An Irish giant was determined that his remains would be laid to rest peacefully…but an eminent London surgeon had other ideas.

Charles Byrne claimed to be the tallest man in Georgian England and few doubted his claim. He was a towering seven feet seven inches tall and crowds flocked to see him paying two shillings for the privilege.

Amazed onlookers noted that he could light his pipe from the gas street lamps without having to stoop and had to climb upstairs on his hands and knees.

Byrne’s height bought him fame, money and the attention of John Hunter, an eminent surgeon at St George’s Hospital, Tooting.

Hunter is today recognised as the father of modern surgery and one of the hospital’s great historical figures although his methods could be less than scrupulous.

Hunter made no bones about the fact that he wanted Byrne’s body for his famed anatomical collection and made the giant a financial offer in lieu of his demise.

Byrne was horrified and demanded a burial at sea to deter grave robbers. However, he reckoned without Hunter’s private desire to include him as a prize specimen in his collection.

The surgeon’s expert eye told him that Bryne was not a well man and paid an accomplice to keep on the giant’s condition.

Bryne’s fame proved short-lived as fickle Londoners sought amusement elsewhere. The 22-year-old fell on hard times when his life savings where stolen, began drinking heavily, and was found dead in his apartment in 1783.

A newspaper of the time noted that ‘a whole tribe of surgeons put in a claim for the poor departed Irishman surrounding his house just as harpooners would an enormous whale.’

Bryne’s friends dutifully carried out his last wishes escorting his body to Margate but Hunter had other plans.
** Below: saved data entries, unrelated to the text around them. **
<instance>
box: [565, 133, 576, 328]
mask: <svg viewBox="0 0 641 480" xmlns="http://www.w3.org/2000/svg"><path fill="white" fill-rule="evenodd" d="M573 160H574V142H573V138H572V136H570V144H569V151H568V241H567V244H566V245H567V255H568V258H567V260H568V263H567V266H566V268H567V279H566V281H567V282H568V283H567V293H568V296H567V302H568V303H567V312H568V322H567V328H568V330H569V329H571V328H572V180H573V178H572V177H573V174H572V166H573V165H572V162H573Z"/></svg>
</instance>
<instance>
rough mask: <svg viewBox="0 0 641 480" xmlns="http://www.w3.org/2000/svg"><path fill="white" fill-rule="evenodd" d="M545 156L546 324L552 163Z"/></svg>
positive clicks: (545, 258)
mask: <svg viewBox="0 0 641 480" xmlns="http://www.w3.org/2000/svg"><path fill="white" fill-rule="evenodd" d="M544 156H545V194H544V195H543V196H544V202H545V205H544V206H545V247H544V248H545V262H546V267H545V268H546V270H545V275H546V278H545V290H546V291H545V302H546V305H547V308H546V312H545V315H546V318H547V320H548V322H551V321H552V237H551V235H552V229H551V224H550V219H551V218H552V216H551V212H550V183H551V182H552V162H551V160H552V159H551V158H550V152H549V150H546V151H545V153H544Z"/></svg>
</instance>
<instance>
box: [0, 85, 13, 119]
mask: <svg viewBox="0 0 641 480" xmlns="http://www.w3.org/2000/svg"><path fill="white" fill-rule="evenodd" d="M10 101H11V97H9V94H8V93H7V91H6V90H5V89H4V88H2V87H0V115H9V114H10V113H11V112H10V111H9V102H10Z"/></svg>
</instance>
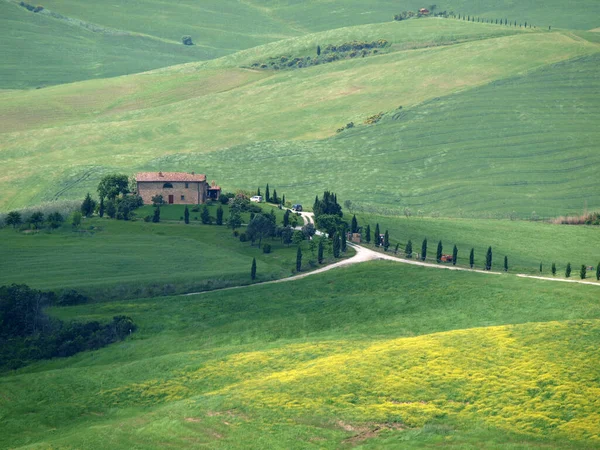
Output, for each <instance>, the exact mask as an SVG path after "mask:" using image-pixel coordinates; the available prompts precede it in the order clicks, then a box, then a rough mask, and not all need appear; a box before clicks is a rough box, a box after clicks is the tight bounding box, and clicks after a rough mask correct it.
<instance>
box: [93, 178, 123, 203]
mask: <svg viewBox="0 0 600 450" xmlns="http://www.w3.org/2000/svg"><path fill="white" fill-rule="evenodd" d="M127 193H129V179H128V178H127V175H122V174H110V175H105V176H104V177H102V179H101V180H100V183H99V184H98V195H99V196H100V198H104V197H106V198H108V199H109V200H114V199H115V198H117V196H118V195H119V194H127Z"/></svg>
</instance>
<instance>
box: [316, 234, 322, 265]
mask: <svg viewBox="0 0 600 450" xmlns="http://www.w3.org/2000/svg"><path fill="white" fill-rule="evenodd" d="M317 261H318V262H319V264H323V239H322V238H321V239H319V248H318V250H317Z"/></svg>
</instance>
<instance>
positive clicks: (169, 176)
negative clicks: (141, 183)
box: [135, 172, 206, 182]
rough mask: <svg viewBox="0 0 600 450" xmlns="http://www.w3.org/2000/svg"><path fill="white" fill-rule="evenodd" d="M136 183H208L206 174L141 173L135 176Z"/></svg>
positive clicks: (150, 172)
mask: <svg viewBox="0 0 600 450" xmlns="http://www.w3.org/2000/svg"><path fill="white" fill-rule="evenodd" d="M135 180H136V181H164V182H168V181H192V182H194V181H195V182H201V181H206V175H204V174H200V173H197V174H191V173H186V172H140V173H138V174H137V175H136V176H135Z"/></svg>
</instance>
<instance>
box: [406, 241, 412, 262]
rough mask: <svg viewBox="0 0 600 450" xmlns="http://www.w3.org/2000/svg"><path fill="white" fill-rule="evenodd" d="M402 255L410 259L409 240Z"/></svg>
mask: <svg viewBox="0 0 600 450" xmlns="http://www.w3.org/2000/svg"><path fill="white" fill-rule="evenodd" d="M404 254H405V255H406V257H407V258H412V241H411V240H410V239H409V240H408V242H407V243H406V247H405V248H404Z"/></svg>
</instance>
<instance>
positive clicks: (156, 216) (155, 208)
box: [109, 202, 160, 223]
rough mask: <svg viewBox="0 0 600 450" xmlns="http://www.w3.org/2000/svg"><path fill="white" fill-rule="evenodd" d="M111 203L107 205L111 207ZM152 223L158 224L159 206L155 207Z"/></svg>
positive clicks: (158, 217) (159, 217) (159, 214)
mask: <svg viewBox="0 0 600 450" xmlns="http://www.w3.org/2000/svg"><path fill="white" fill-rule="evenodd" d="M112 204H113V203H112V202H110V203H109V205H112ZM152 222H154V223H158V222H160V206H157V207H156V208H154V215H153V216H152Z"/></svg>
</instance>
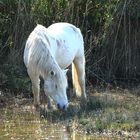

He paid the undertaker £500 to remove the body from its coffin and replace it with stones to trick the pallbearers.

It was secretly returned to Hunter’s palatial home where he began the gruesome but well practised task of chopping up the corpse and boiling the flesh from the bones.

Hunter knew his actions would bring widespread condemnation so he kept the skeleton hidden from public view for several years before putting it on display when Byrne was a distant memory.

The giant’s skeleton is now on display in the Hunterian Museum at the Royal College of Surgeons, Holborn.